After taking the victims' belongings, Pacheco Colon and two of his co-conspirators "took physical control" of the victims and forced them up to the driver's apartment.2They forced the victims to sit on the couch while Pacheco Colon looked for "items of value" in the apartment. Pacheco Colon demanded cash. When the driver responded that he did not have any, Pacheco Colon took his bank card instead. Pacheco Colon then decided to take the driver back to the parking garage. Before leaving, he told the other victims "that if they called the police, [Pacheco Colon and his co- conspirators] would kill [the driver]."

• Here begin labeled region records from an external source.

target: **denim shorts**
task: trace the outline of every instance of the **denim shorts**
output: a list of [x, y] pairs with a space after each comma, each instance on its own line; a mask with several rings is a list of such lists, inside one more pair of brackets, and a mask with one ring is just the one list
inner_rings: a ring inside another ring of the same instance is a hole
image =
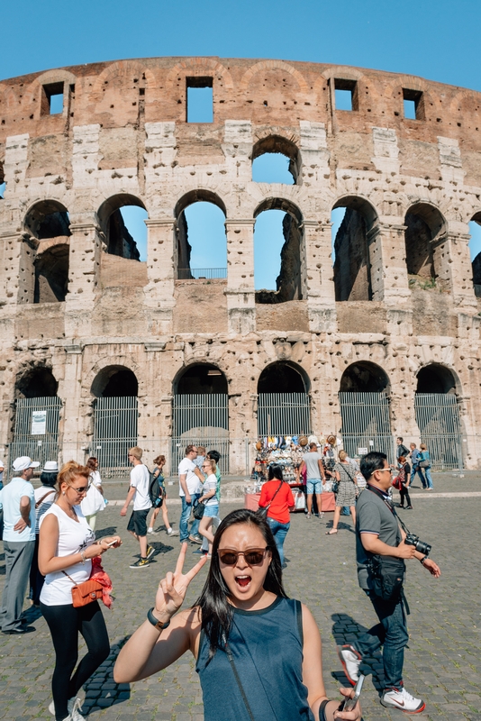
[[215, 516], [219, 515], [219, 504], [213, 503], [212, 506], [206, 506], [205, 510], [204, 511], [204, 518], [213, 518]]
[[307, 479], [307, 493], [322, 493], [322, 481], [321, 479]]

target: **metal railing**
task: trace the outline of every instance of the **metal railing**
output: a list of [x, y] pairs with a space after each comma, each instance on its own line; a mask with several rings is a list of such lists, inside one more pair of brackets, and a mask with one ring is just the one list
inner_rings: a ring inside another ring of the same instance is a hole
[[226, 278], [227, 268], [178, 268], [177, 280]]

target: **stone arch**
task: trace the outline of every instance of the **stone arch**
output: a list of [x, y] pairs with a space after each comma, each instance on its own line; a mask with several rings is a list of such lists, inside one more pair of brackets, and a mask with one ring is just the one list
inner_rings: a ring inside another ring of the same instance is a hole
[[[269, 210], [279, 210], [286, 214], [279, 221], [282, 222], [281, 242], [282, 238], [284, 238], [280, 250], [280, 270], [276, 278], [276, 290], [258, 290], [256, 292], [256, 303], [273, 304], [301, 300], [306, 292], [303, 214], [299, 206], [289, 198], [270, 196], [264, 198], [256, 207], [254, 218], [259, 219], [261, 213]], [[259, 255], [262, 248], [259, 246], [259, 240], [258, 248], [256, 249], [256, 228], [259, 233], [259, 220], [256, 226], [254, 226], [254, 253], [255, 258], [257, 256], [258, 259], [260, 258], [262, 260], [262, 255]]]
[[130, 368], [123, 365], [108, 365], [95, 375], [90, 393], [97, 398], [137, 397], [139, 381]]
[[289, 65], [289, 63], [284, 62], [283, 60], [260, 60], [260, 62], [251, 65], [250, 68], [246, 70], [240, 79], [240, 89], [243, 92], [246, 92], [249, 89], [249, 86], [250, 85], [252, 78], [257, 73], [262, 72], [263, 70], [282, 70], [282, 72], [288, 73], [293, 78], [295, 78], [299, 90], [302, 93], [309, 92], [309, 86], [304, 75], [292, 65]]
[[[411, 205], [404, 216], [404, 242], [410, 286], [431, 280], [440, 275], [440, 251], [447, 232], [446, 219], [431, 203], [418, 201]], [[442, 278], [440, 279], [442, 282]]]
[[126, 205], [135, 205], [147, 211], [143, 201], [129, 193], [111, 196], [97, 211], [100, 228], [104, 235], [104, 250], [110, 255], [139, 260], [141, 256], [137, 243], [125, 226], [120, 212]]
[[340, 378], [340, 393], [390, 392], [389, 378], [384, 369], [370, 360], [357, 360], [349, 365]]
[[[227, 274], [227, 269], [222, 268], [214, 268], [214, 266], [219, 265], [219, 260], [213, 259], [211, 260], [211, 268], [204, 268], [204, 269], [198, 269], [195, 268], [192, 265], [191, 255], [192, 251], [194, 250], [194, 254], [198, 251], [201, 248], [201, 242], [203, 239], [201, 238], [200, 242], [195, 238], [191, 237], [189, 242], [189, 227], [187, 224], [187, 217], [186, 212], [187, 209], [194, 205], [196, 203], [208, 203], [211, 205], [215, 205], [215, 207], [219, 208], [219, 210], [223, 214], [223, 220], [221, 221], [220, 214], [216, 214], [213, 212], [213, 209], [211, 207], [210, 209], [207, 208], [205, 211], [209, 214], [209, 217], [207, 218], [207, 223], [212, 224], [212, 233], [215, 236], [216, 240], [216, 250], [220, 252], [217, 254], [215, 253], [216, 259], [217, 257], [223, 258], [223, 254], [225, 254], [225, 266], [227, 267], [227, 238], [225, 235], [225, 217], [227, 215], [227, 209], [224, 205], [223, 200], [213, 190], [209, 190], [207, 188], [195, 188], [190, 190], [188, 193], [186, 193], [182, 197], [180, 197], [177, 204], [174, 210], [174, 214], [176, 216], [176, 271], [177, 277], [182, 280], [190, 280], [195, 278], [198, 278], [199, 275], [196, 273], [193, 273], [193, 270], [201, 270], [201, 274], [203, 277], [209, 277], [209, 278], [225, 278]], [[195, 220], [195, 218], [194, 218]], [[222, 222], [222, 227], [221, 230], [220, 223]], [[196, 224], [197, 230], [199, 230], [199, 224]], [[225, 239], [225, 241], [224, 241]], [[221, 243], [225, 242], [225, 245], [221, 249]], [[217, 248], [217, 244], [219, 247]], [[222, 251], [222, 253], [221, 253]], [[205, 257], [205, 256], [204, 256]], [[210, 256], [209, 256], [210, 257]], [[223, 260], [222, 260], [223, 262]]]
[[346, 213], [333, 242], [336, 300], [372, 300], [369, 245], [378, 222], [377, 212], [361, 196], [342, 196], [332, 210], [341, 207]]
[[59, 381], [47, 365], [34, 365], [19, 373], [15, 382], [16, 398], [54, 397]]
[[294, 184], [297, 185], [298, 178], [302, 178], [302, 160], [298, 144], [283, 135], [268, 134], [259, 138], [254, 144], [252, 164], [266, 153], [277, 153], [288, 158], [288, 169], [294, 178]]

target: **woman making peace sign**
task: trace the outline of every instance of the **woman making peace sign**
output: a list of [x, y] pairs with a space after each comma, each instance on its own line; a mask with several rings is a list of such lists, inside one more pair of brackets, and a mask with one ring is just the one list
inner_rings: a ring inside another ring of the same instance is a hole
[[177, 613], [206, 562], [203, 558], [184, 573], [186, 548], [184, 543], [174, 573], [160, 581], [148, 620], [122, 649], [113, 671], [117, 683], [146, 679], [190, 650], [205, 721], [361, 718], [359, 704], [342, 712], [326, 698], [316, 623], [306, 607], [287, 598], [264, 519], [246, 509], [224, 518], [200, 598]]

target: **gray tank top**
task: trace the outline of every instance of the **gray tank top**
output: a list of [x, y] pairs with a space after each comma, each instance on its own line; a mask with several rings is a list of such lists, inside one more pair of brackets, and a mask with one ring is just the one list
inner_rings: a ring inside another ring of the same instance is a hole
[[[234, 611], [229, 645], [255, 721], [314, 721], [303, 683], [301, 603], [277, 597], [260, 611]], [[203, 632], [196, 671], [204, 721], [250, 721], [227, 653], [209, 658]]]

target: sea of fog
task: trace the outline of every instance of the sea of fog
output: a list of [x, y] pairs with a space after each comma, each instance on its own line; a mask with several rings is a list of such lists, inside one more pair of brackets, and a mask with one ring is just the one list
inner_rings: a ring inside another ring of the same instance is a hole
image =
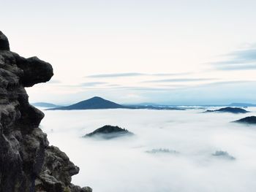
[[[230, 123], [256, 115], [255, 107], [246, 110], [45, 110], [40, 127], [80, 167], [72, 183], [94, 192], [249, 192], [256, 191], [256, 126]], [[135, 136], [82, 137], [105, 125]]]

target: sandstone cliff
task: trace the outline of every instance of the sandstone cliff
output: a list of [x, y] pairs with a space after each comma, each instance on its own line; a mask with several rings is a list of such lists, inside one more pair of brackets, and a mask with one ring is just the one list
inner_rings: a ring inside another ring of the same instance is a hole
[[53, 75], [48, 63], [10, 51], [0, 31], [0, 192], [87, 192], [71, 184], [79, 172], [38, 127], [44, 114], [30, 105], [24, 87]]

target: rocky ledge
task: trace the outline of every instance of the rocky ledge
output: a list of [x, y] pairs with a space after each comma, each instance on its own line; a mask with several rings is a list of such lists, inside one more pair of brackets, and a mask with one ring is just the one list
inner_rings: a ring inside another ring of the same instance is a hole
[[133, 133], [127, 129], [120, 128], [118, 126], [104, 126], [96, 129], [94, 131], [87, 134], [83, 137], [97, 137], [105, 139], [113, 139], [123, 136], [132, 136]]
[[71, 183], [79, 172], [39, 128], [44, 114], [29, 103], [24, 87], [53, 75], [48, 63], [10, 51], [0, 31], [0, 192], [89, 192]]

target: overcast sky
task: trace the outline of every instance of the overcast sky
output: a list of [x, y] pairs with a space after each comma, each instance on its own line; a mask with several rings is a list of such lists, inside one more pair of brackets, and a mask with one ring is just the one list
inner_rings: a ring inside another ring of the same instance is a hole
[[30, 101], [256, 103], [256, 1], [1, 1], [11, 49], [50, 63]]

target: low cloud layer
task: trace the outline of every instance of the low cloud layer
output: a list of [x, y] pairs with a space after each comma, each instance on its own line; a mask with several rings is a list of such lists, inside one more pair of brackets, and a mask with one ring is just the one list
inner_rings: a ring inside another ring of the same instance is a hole
[[227, 59], [212, 63], [214, 67], [221, 70], [256, 69], [256, 48], [236, 50], [224, 55]]
[[[94, 191], [254, 192], [255, 127], [204, 110], [45, 111], [41, 128], [80, 168], [72, 182]], [[82, 137], [105, 125], [135, 136]]]

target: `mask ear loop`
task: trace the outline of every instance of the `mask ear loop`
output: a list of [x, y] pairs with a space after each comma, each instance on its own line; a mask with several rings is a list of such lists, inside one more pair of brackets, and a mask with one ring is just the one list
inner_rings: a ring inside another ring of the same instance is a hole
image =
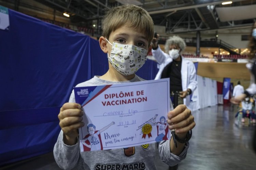
[[112, 44], [111, 44], [110, 42], [109, 42], [109, 40], [108, 40], [108, 39], [106, 39], [106, 38], [105, 38], [106, 39], [106, 40], [107, 40], [107, 41], [108, 41], [108, 42], [109, 44], [110, 44], [110, 45], [111, 45], [112, 46], [113, 46], [113, 45]]

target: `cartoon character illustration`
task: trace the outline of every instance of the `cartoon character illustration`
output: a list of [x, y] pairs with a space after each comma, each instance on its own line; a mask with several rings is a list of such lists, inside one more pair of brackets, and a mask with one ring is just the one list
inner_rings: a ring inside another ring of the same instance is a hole
[[160, 122], [156, 122], [156, 118], [158, 115], [155, 115], [153, 120], [153, 125], [156, 125], [157, 129], [157, 137], [156, 138], [156, 141], [160, 142], [163, 140], [168, 140], [167, 134], [168, 134], [168, 128], [167, 121], [166, 121], [165, 118], [162, 116], [160, 118]]
[[99, 131], [96, 130], [96, 127], [92, 124], [87, 126], [87, 131], [89, 134], [86, 135], [81, 142], [83, 144], [81, 147], [83, 148], [84, 151], [96, 151], [103, 149], [100, 134], [106, 130], [111, 125], [115, 124], [113, 121], [109, 124], [106, 126]]

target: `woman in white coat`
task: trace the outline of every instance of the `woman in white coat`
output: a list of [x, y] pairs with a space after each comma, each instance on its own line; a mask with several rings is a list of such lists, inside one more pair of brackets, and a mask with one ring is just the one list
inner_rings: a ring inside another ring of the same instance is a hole
[[179, 91], [178, 104], [184, 104], [191, 109], [189, 96], [196, 88], [197, 82], [194, 64], [181, 55], [186, 43], [178, 36], [171, 37], [166, 41], [165, 53], [158, 46], [158, 40], [154, 38], [152, 40], [152, 53], [159, 65], [155, 80], [170, 78], [170, 92]]

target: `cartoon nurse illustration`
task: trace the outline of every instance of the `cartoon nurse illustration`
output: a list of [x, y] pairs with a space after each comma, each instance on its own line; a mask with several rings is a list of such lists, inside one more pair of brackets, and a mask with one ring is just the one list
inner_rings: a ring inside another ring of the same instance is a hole
[[162, 116], [160, 118], [160, 122], [156, 122], [156, 118], [158, 115], [155, 115], [155, 117], [153, 120], [153, 125], [156, 125], [157, 129], [157, 137], [156, 138], [156, 141], [160, 142], [163, 140], [168, 140], [167, 134], [168, 134], [168, 128], [167, 126], [167, 121], [166, 121], [164, 116]]
[[83, 151], [102, 150], [103, 148], [100, 134], [114, 124], [115, 122], [112, 122], [99, 131], [96, 130], [96, 127], [93, 124], [88, 124], [87, 126], [87, 131], [89, 134], [81, 140], [81, 143], [83, 144], [82, 146], [80, 144], [81, 150], [83, 150]]

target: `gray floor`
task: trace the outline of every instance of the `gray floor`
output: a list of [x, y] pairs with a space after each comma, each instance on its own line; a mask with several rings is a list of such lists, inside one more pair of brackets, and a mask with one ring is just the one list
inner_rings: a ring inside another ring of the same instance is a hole
[[[179, 164], [179, 170], [256, 169], [256, 153], [251, 144], [255, 127], [238, 123], [234, 118], [236, 107], [216, 106], [193, 112], [196, 125], [187, 158]], [[156, 164], [159, 170], [168, 169], [159, 159]], [[0, 169], [60, 169], [52, 153]]]

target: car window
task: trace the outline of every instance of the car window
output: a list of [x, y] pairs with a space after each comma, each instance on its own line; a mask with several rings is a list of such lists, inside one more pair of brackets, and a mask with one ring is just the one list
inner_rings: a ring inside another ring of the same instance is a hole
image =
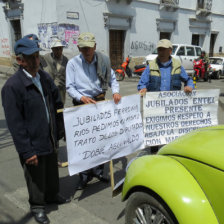
[[221, 65], [221, 64], [222, 64], [222, 60], [221, 60], [221, 59], [218, 59], [218, 60], [217, 60], [217, 64], [218, 64], [218, 65]]
[[221, 58], [209, 58], [210, 64], [221, 65], [223, 63]]
[[180, 49], [177, 52], [178, 56], [183, 56], [185, 55], [185, 48], [184, 47], [180, 47]]
[[201, 56], [201, 48], [200, 47], [195, 47], [196, 50], [196, 55]]
[[194, 56], [194, 47], [186, 47], [187, 56]]

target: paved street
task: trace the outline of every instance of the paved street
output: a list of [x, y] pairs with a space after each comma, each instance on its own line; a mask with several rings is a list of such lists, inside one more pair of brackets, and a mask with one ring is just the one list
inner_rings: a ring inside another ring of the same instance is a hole
[[[0, 78], [0, 89], [5, 79]], [[121, 94], [130, 95], [137, 92], [137, 79], [120, 82]], [[212, 83], [199, 82], [198, 89], [221, 89], [224, 93], [224, 79], [212, 80]], [[111, 98], [111, 93], [107, 95]], [[223, 97], [224, 98], [224, 97]], [[0, 102], [1, 103], [1, 102]], [[66, 107], [71, 106], [71, 100], [66, 101]], [[219, 123], [224, 124], [224, 108], [219, 106]], [[60, 158], [65, 158], [65, 143], [60, 142]], [[115, 183], [124, 176], [124, 168], [132, 157], [114, 161]], [[109, 175], [108, 164], [105, 175]], [[112, 198], [110, 184], [93, 180], [83, 192], [76, 192], [78, 176], [70, 177], [67, 168], [60, 168], [60, 186], [64, 196], [71, 196], [72, 203], [47, 208], [52, 224], [124, 224], [125, 203], [120, 196]], [[12, 139], [6, 127], [2, 107], [0, 107], [0, 223], [1, 224], [34, 224], [29, 214], [28, 195], [23, 172], [19, 164]]]

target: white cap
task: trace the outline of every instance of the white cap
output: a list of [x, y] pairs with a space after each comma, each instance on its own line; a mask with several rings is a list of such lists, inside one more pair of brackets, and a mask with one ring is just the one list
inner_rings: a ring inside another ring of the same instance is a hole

Once back in the parking garage, Pacheco Colon and his co- conspirators forced the driver into the backseat of his Lamborghini and held him at gunpoint. One co-conspirator sat in the back with the driver while another drove the Lamborghini out of the parking garage. Pacheco Colon followed in the Charger.
1 At the sentencing hearing, the government clarified that Pacheco Colon "was the person who actually held the [driver] at gunpoint and robbed him." Pacheco Colon did not dispute the government's statement.
2 At the sentencing hearing, the government clarified that Pacheco Colon was "the one who forced . . . the [driver] up to his apartment at gunpoint [and] continued to rob him in his apartment." Again, Pacheco Colon did not dispute the government's statement.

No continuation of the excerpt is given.